Naturschutz im Privatwald

An einem konkreten Projekt will der bayerische SDW-Arbeitskreis Waldnaturschutz dem Bewirtschafter Wege zu einem intergierten und wirtschaftlichen Waldnaturschutz aufzeigen. Anfang Juli trafen sich dazu die Mitglieder der in Bayern aktiven Initiative Waldnaturschutz Integrativ (FAUN-IWI) und der SDW - Arbeitskreis Waldnaturschutz, in einem ca. 120 ha großen privaten Forstbetrieb mit weiteren landwirtschaftlichen Flächen am Starnberger See. Der ganztägige Begang in den betriebstypischen Waldsituationen mit dem örtlichen Personal fand bei erfreulicher gegenseitiger Offenheit für die Anliegen des Naturschutzes, wie für die betrieblichen Zwänge statt.

Wie häufig im bayerischen Oberland sind die Bestände Fichten-dominiert und nach Stürmen und Borkenkäferkalamitäten sehr jung und kaum durchforstet. Die natürliche Baumartenvielfalt geht durch die Wuchskraft der Fichte, die auf den weitverbreitet feuchten und staunassen Böden kaum 80 Jahre alt wird, schnell verloren. Pflegeeingriffe und Durchforstungen (nach der zwingenden Erschließung) mit Blick auf den künftig wertvollsten Stamm, fast unabhängig von der Baumart, tun Not. Die derzeitige Holzmarktsituation hinterlässt bei solchen Arbeiten allerdings nur Kosten und kaum Einnahmen. Dennoch besteht die Hoffnung auf staatliche forstliche Förderung.

Bild v.l.n.r.: Forstbetriebsleiter Ilkahöhe Frank Nölting, Mitglieder der Initiative Waldnaturschutz Integrativ (FAUN-IWI), Ulrich Mergner, Beatrix Enzenbach, Dr. Stephan Gampe, Dr. Pia Meyer-Gampe, Lothar Gössinger (SDW), Betriebsleiterin Hofgut Bernried Gräfin Adelheid zu Castell - Rüdenhausen, Simon Tangerding (SDW) sowie der ortsansässige Förster Herr Klaus Meindl (ehem. Forstverwaltung Diözese München). Der Waldbestand ist ein totholzreicher Trittstein aus eindrucksvollen Altbuchen und Alttannen.

 

Zentraler Punkt der Diskussionen war auch die Jagd und die Frage ob Waldnaturschutz ohne angepasste Wildbestände möglich ist. Die Jagd auf Rehwild, die bei der Wald-Feld-Gemengelage nachhaltig überdurchschnittliche Abschusszahlen ermöglichen würde und dessen Auswirkungen auf Artenvielfalt und Waldnaturschutz.

 

Die wenigen Zentimeter hohe Tannenverjüngung weit und breit, bei vorhanden Alttannen, zeigt das große Potential der Standorte und wie die Wälder sturmfest gemacht werden könnten.

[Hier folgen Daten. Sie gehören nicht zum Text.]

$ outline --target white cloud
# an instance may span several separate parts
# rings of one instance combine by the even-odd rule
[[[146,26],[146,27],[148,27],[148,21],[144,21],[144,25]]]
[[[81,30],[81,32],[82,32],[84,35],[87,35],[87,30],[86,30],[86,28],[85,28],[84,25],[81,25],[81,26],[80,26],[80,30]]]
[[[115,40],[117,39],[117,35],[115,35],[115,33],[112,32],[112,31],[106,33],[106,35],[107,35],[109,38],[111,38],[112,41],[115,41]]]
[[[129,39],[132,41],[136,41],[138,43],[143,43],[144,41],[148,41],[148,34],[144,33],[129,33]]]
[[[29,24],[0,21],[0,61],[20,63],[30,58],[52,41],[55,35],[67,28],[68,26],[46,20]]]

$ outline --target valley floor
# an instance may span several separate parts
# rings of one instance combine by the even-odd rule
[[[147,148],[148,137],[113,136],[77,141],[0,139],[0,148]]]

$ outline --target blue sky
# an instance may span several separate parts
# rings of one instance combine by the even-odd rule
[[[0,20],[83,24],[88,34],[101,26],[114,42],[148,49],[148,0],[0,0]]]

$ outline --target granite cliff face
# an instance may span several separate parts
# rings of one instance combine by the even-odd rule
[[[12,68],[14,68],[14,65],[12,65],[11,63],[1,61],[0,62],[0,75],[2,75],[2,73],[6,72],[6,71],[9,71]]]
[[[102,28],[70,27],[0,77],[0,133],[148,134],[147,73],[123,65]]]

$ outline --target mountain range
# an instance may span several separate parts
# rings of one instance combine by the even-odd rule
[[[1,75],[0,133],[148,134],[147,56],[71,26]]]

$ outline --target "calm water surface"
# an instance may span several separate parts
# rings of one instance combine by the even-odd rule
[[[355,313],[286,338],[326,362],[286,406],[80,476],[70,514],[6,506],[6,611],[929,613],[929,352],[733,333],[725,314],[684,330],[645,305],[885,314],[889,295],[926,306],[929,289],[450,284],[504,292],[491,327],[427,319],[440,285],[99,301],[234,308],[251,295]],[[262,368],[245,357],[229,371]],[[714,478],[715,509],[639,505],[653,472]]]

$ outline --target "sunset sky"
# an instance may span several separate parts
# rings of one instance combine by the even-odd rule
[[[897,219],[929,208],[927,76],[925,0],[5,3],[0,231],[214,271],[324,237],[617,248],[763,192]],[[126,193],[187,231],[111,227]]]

Besonders beeindruckender Punkt des Tages waren die vorhandenen Altbuchen und mehr noch die Alteichen, deren vermoderte Stöcke immer wieder in den Wäldern zu sehen waren. Nicht weit entfernt wurden Eremit und andere seltene Urwaldrelikt-Insekten nachgewiesen.

Wir konnten die örtlichen Bewirtschafter auf zahlreiche neuere Fördermöglichkeiten hinweisen. Auch die Vermarktung von „Ökopunkten“ kann notwendige Einnahmen bringen, die im Wald in Pflegeeingriffe umgesetzt, sogar in solchen schwierigen Holzmarktzeiten zu einer schwarzen Null führen könnten.

Bei einem geplanten Treffen soll dem Eigentümer das „Gutachten“ vorgestellt und bei einem Waldbegang die Chancen eines integrierten Waldnaturschutzes dargestellt werden.